• Backups for Google Calendar – a ruby application

    I admit I’ve not been so busy posting the to blog this year. One thing that’s kept me busy has been learning Ruby on Rails making my first opensource application.

    I’m a hobby programmer, so the idea of sharing my code is worrying. I’m sure there are lots of errors, bad practice and so on. On the other hand, I had a problem to solve at work and the application I wrote may help others. I use lots of open source applications for home and work so it seems only right to share my efforts with others.

    What have I created? An application that backs up google calendars for all of our office users.

    Why? Because occasionally we delete something we didn’t mean too. For example Mrs X phones up to cancel an appointment with Mr A. Mr A is out of the office but Mr B can edit Mr A’s calendar, so deletes the appointment. Except Mr A had all the Mrs X contact information on that appointment and hadn’t yet created our own internal computer record. We’ve no longer got any way of contacting Mrs X.

    How? The application I wrote reads the Private XML feed of a google calendar. That contains the most recent newly created or amended appointments. I check each entry in that feed to see if it’s new, or if it’s an existing appointment that’s been modified. If they are new or modified, I add them to a database. If they’re old and unchanged, I ignore them.

    One thing to note – it doesn’t restore appointments. As you’ve got all the content though, it shouldn’t be so difficult to add it again should you need to.

    Where to get it? I’ve shared it through github – http://github.com/steveroot/Google-Calendar-Backup


  • CRON – multiple cron jobs on one line (running consecutively, not concurrently)

    This post will (hopefully) remind me in the future how to do something very simple.

    A crontab is normally running one command on each line. EG:

    # m h dom mon dow command
    01 00 * * * /home/cronscripts/vine-warn-when-large-user-profile
    05 00 * * * /home/cronscripts/vine-get-remote-pc-backup.sh
    01 01 * * * /home/cronscripts/vine-samba-users
    01 02 * * * /home/cronscripts/vine-database-backups

    So the above jobs run at 00:01, then 00:05, then 01:01am then 02:01am.

    Instead, I can run these cron tasks one after the other by putting && between each task. EG:

    # m h dom mon dow command
    01 00 * * * /home/cronscripts/vine-warn-when-large-user-profile && /home/cronscripts/vine-get-remote-pc-backup.sh && /home/cronscripts/vine-samba-users && /home/cronscripts/vine-database-backups

    So these jobs start running at 00:01am.
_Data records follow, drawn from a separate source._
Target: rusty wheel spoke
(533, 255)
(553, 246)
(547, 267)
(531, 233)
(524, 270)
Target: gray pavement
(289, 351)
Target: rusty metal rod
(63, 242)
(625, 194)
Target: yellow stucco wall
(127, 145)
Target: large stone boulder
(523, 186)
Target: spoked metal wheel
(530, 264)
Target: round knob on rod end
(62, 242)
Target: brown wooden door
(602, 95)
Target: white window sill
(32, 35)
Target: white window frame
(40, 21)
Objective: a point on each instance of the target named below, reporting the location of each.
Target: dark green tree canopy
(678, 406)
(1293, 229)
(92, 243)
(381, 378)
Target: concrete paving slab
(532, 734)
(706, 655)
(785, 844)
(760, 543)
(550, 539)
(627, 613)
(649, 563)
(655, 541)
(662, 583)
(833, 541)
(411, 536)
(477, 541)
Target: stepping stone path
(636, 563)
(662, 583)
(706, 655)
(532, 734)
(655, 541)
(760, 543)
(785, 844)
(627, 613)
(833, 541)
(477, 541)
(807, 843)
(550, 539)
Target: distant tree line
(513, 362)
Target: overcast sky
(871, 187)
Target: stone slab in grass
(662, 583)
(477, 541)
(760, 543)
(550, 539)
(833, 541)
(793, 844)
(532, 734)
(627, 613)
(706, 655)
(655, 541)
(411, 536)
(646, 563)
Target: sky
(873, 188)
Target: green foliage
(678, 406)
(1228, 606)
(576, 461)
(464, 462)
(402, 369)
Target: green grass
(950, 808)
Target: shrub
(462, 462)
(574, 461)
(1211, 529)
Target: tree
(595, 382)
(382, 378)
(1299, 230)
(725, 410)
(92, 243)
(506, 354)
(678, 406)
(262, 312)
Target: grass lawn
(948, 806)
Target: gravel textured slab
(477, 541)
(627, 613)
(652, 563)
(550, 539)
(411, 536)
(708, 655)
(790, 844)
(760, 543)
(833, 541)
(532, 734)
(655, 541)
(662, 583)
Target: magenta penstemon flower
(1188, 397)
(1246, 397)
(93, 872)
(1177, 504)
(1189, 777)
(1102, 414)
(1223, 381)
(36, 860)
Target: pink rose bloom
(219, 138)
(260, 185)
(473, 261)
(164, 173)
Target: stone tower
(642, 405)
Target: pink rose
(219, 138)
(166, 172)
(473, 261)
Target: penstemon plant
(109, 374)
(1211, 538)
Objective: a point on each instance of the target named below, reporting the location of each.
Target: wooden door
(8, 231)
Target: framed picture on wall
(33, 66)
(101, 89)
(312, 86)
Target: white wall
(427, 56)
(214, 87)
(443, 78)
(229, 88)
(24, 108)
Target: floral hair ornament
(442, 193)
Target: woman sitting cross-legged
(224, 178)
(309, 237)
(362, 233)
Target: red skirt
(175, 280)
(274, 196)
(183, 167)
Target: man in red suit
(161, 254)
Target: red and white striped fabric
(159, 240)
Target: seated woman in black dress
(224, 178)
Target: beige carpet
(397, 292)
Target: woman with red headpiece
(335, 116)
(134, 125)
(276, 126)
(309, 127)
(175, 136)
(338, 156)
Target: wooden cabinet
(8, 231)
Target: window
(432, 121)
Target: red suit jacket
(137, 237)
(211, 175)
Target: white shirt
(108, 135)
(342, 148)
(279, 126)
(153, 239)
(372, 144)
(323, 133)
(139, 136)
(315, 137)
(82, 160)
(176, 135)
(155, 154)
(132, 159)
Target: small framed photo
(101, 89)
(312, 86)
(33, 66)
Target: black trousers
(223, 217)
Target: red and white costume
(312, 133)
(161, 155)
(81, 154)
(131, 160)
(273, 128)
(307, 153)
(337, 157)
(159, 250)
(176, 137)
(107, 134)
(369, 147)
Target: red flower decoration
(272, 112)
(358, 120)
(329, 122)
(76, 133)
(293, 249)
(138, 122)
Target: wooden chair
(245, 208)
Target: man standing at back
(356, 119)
When vine-warn-when-large-user-profile finishes, vine-get-remote-pc-backup.sh starts immediately, and so on.

    Why is this useful?

    I have several backup scripts for our linux servers. Each script creates a tar archive of a directory, compresses it, SFTP’s it off site, then deletes the tar archive from the server.

    If the scrips all run at the same time, the server runs out of disk space. I need them to run one after the other. I can’t effectively guess when to start each one. The backup can’t start until after midnight and must be finished by 7am when users are likely to start work again. Some directories can take minutes to archive, compress, send, delete. Others can take 2 or 3 hours. One server also collects backups from a couple of other places, so that script has to complete before others start too.

    Running this scripts concurrently means no useful transfer time is lost and I don’t have to guess the time each script will take to run.


  • cciss-vol-status on Ubuntu didn't work, it was cciss_vol_status

    In the hope I find this post next time I’m trying to monitor a SmartArray drive controller, A fresh install of Ubuntu 10.04, installing package cciss-vol-status didn’t seem to work. I couldn’t even find the file on the system using ‘locate’.

    For some reason, it installed as cciss_vol_status (using underscores instead of hyphens).